En 2024, Qualcomm a fait quelque chose d’inhabituel. La puce qui alimente les téléphones Android premium depuis des années s’est retrouvée dans des ordinateurs portables Windows — et a battu Intel sur son propre terrain.
Le Snapdragon X Elite n’est pas une puce mobile recyclée. C’est une architecture conçue spécifiquement pour le PC, avec un moteur NPU (Neural Processing Unit) qui permet d’exécuter des modèles d’IA localement, sans connexion au cloud.
Pourquoi cette puce change les règles
Le PC Windows a fonctionné sur architecture x86 pendant quatre décennies. Intel a dominé ce marché avec une régularité remarquable, AMD lui a chipé de la part au fil des années, mais l’architecture de base restait la même.
Apple a rompu ce modèle en 2020 avec les puces M1 — une architecture ARM maison qui surpassait Intel en performance et en efficacité énergétique. Les PC Apple Silicon ont redéfini les attentes sur le segment premium.
Qualcomm prend le relais sur Windows. Le Snapdragon X Elite offre une autonomie significativement supérieure à la moyenne du marché Windows (15-20 heures sur certains modèles), des performances competitive face à Intel Core Ultra, et un NPU capable de faire tourner des LLMs localement.
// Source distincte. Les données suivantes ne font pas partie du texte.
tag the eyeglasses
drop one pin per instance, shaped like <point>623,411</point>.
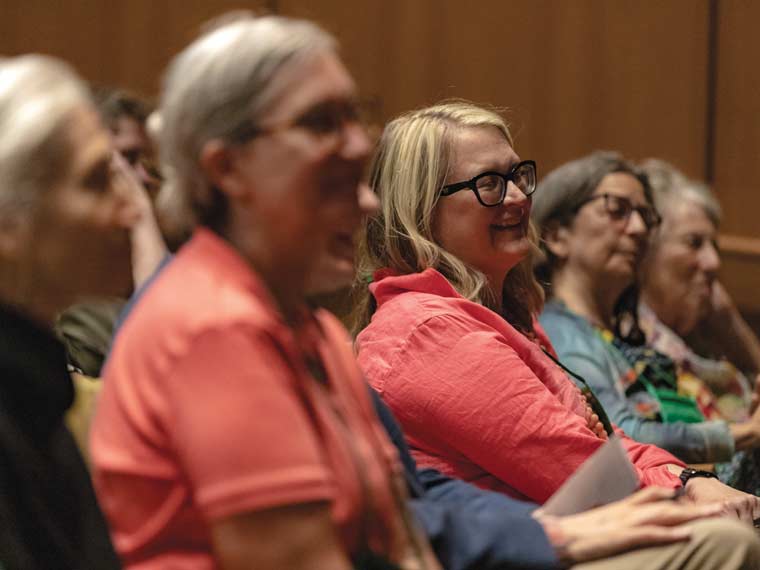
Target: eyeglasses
<point>491,187</point>
<point>620,208</point>
<point>325,120</point>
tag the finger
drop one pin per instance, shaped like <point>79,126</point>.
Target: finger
<point>733,508</point>
<point>650,535</point>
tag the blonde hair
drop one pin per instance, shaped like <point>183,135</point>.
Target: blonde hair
<point>407,172</point>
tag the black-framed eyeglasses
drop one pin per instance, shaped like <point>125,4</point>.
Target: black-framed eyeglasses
<point>620,208</point>
<point>322,120</point>
<point>490,188</point>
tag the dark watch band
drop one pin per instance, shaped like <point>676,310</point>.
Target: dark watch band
<point>689,473</point>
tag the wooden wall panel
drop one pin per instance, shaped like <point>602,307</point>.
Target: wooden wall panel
<point>628,75</point>
<point>631,75</point>
<point>111,42</point>
<point>737,147</point>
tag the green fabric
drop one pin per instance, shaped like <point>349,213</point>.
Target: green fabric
<point>86,329</point>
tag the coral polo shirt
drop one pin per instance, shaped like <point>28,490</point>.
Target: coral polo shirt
<point>208,411</point>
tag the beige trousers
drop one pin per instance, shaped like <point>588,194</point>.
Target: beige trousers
<point>717,544</point>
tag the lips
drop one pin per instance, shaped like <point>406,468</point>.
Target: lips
<point>507,226</point>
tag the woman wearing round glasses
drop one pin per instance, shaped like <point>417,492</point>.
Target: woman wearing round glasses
<point>596,215</point>
<point>452,345</point>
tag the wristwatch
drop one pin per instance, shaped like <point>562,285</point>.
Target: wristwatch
<point>689,473</point>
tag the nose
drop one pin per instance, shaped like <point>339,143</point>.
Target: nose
<point>709,258</point>
<point>368,201</point>
<point>514,196</point>
<point>355,143</point>
<point>636,225</point>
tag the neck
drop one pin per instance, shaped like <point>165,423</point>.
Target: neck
<point>285,285</point>
<point>583,295</point>
<point>496,287</point>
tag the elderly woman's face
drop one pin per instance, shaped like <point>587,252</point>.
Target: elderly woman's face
<point>600,243</point>
<point>494,239</point>
<point>306,171</point>
<point>76,242</point>
<point>683,266</point>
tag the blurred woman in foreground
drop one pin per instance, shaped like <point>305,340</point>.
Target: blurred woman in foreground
<point>65,216</point>
<point>234,429</point>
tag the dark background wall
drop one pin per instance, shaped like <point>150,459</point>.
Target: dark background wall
<point>676,79</point>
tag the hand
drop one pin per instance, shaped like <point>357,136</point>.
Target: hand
<point>733,503</point>
<point>648,517</point>
<point>593,422</point>
<point>148,247</point>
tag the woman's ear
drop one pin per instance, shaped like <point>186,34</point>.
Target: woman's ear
<point>555,237</point>
<point>220,162</point>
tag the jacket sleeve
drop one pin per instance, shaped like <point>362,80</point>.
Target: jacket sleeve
<point>464,393</point>
<point>468,527</point>
<point>705,442</point>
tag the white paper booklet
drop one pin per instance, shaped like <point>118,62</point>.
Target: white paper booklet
<point>606,476</point>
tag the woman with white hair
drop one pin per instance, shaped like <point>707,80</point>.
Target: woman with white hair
<point>64,234</point>
<point>681,298</point>
<point>234,429</point>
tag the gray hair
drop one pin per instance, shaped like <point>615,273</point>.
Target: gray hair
<point>224,80</point>
<point>37,97</point>
<point>670,185</point>
<point>564,189</point>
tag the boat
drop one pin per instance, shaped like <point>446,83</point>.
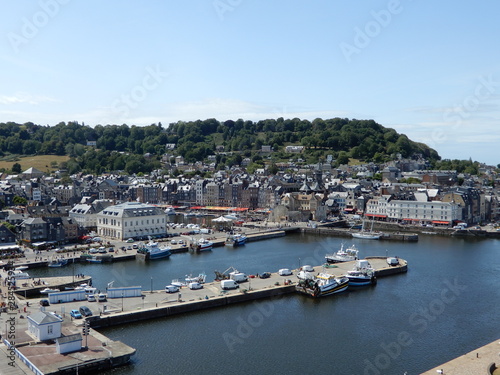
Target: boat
<point>322,285</point>
<point>365,234</point>
<point>94,259</point>
<point>58,262</point>
<point>236,240</point>
<point>362,274</point>
<point>152,250</point>
<point>49,290</point>
<point>203,245</point>
<point>343,255</point>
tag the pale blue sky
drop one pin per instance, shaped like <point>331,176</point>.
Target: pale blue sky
<point>430,70</point>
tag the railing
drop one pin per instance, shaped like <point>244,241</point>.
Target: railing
<point>25,360</point>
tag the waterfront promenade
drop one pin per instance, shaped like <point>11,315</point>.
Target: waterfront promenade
<point>483,360</point>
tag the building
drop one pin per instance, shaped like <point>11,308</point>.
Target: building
<point>131,220</point>
<point>44,326</point>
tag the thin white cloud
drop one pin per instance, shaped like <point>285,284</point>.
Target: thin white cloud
<point>24,98</point>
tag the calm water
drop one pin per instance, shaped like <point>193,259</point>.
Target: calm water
<point>444,306</point>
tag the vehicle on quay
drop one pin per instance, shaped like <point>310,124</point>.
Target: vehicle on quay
<point>171,288</point>
<point>195,285</point>
<point>285,272</point>
<point>343,255</point>
<point>85,311</point>
<point>362,274</point>
<point>152,251</point>
<point>49,290</point>
<point>235,240</point>
<point>322,285</point>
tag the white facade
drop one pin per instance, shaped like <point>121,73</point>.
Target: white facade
<point>424,212</point>
<point>44,325</point>
<point>131,220</point>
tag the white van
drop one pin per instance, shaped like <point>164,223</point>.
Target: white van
<point>239,277</point>
<point>228,284</point>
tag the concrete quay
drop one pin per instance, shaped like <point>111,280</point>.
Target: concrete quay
<point>484,360</point>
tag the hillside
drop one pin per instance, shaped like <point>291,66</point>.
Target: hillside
<point>123,147</point>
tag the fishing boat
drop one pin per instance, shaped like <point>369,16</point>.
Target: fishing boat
<point>236,240</point>
<point>203,245</point>
<point>152,251</point>
<point>343,255</point>
<point>322,285</point>
<point>362,274</point>
<point>57,263</point>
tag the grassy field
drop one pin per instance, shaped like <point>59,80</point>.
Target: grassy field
<point>44,163</point>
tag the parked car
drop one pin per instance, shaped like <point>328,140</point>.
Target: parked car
<point>284,272</point>
<point>85,311</point>
<point>171,288</point>
<point>195,285</point>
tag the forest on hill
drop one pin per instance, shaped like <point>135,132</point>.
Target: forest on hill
<point>124,147</point>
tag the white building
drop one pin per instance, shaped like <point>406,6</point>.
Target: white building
<point>131,220</point>
<point>44,325</point>
<point>432,212</point>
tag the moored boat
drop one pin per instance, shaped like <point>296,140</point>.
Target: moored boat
<point>152,251</point>
<point>236,240</point>
<point>322,285</point>
<point>58,262</point>
<point>343,255</point>
<point>203,245</point>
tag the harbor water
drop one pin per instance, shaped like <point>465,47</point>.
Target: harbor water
<point>446,305</point>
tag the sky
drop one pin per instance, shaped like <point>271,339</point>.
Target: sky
<point>430,70</point>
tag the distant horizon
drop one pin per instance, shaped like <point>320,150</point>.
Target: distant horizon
<point>428,70</point>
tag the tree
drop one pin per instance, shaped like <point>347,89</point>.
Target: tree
<point>16,168</point>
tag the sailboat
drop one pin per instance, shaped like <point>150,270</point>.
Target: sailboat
<point>367,235</point>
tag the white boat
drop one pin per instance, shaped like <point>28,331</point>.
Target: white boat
<point>343,255</point>
<point>152,250</point>
<point>19,274</point>
<point>49,290</point>
<point>203,245</point>
<point>322,285</point>
<point>362,274</point>
<point>57,262</point>
<point>236,240</point>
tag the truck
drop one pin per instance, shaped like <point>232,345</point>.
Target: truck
<point>228,284</point>
<point>239,277</point>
Ce dernier point est crucial. Microsoft a construit toute sa stratégie “Copilot+” autour de cette capacité locale. Les fonctionnalités comme Recall (historique visuel de l’ordinateur), la traduction en temps réel, la génération de contenu off-cloud — elles ne fonctionnent qu’avec un NPU suffisamment puissant.
Le défi de l’écosystème
Le grand risque du Snapdragon X Elite reste la compatibilité. L’architecture ARM de Qualcomm requiert une émulation pour les logiciels Windows x86. Cette émulation fonctionne bien pour la majorité des applications, mais certains outils professionnels — notamment dans le design, la vidéo, et le gaming — ont des incompatibilités qui persistent.
Microsoft pousse les développeurs à compiler nativement pour ARM. Les résultats sont progressifs : les grandes applications (Adobe Creative Suite, logiciels de bureautique) tournent mieux chaque mois. Mais l’écosystème complet n’est pas encore là.
C’est le même défi qu’Apple a traversé lors de la transition M1 — et Apple s’en est sorti en deux ans. La différence : Apple contrôle l’ensemble de la chaîne (matériel + logiciel), ce que Qualcomm ne peut pas faire dans l’écosystème Windows ouvert.
Ce que ça signifie pour Intel et AMD
Intel est clairement mis sous pression. La réponse avec les Core Ultra et les “AI PC” de la génération Lunar Lake est correcte — des gains d’efficacité réels, un NPU amélioré. Mais Intel est en position de challenger sur son propre terrain historique.
AMD profite de l’ouverture du débat : les Ryzen AI 300 entrent aussi dans la compétition Copilot+, avec une position compétitive sur le rapport performance/prix.
Le marché PC est en train de se segmenter autour d’un nouveau critère : la capacité d’IA locale. Ce n’est plus uniquement la fréquence du processeur, la RAM ou le stockage qui définissent un PC premium. C’est la puissance du NPU.
La marque Qualcomm en mouvement
Ce pivot vers le PC est aussi un exercice de branding pour Qualcomm. La marque était associée aux smartphones — Snapdragon était un nom qui parlait aux acheteurs Android premium. Sa présence dans les PC l’oblige à communiquer différemment.
Les campagnes “Snapdragon Summit” ont commencé à inclure des sessions dédiées aux PC et aux développeurs Windows. Le message Qualcomm — “leadership en performance avec efficacité ARM” — est cohérent entre mobile et PC, mais le public cible est différent.
Le test viendra des résultats commerciaux des fabricants qui ont adopté le Snapdragon X : Dell, HP, Lenovo, Asus, Samsung. Si les ventes progressent et que les retours utilisateurs sont positifs, Qualcomm aura prouvé qu’une architecture mobile peut conquérir le PC. Si l’incompatibilité reste un frein, le défi se prolongera.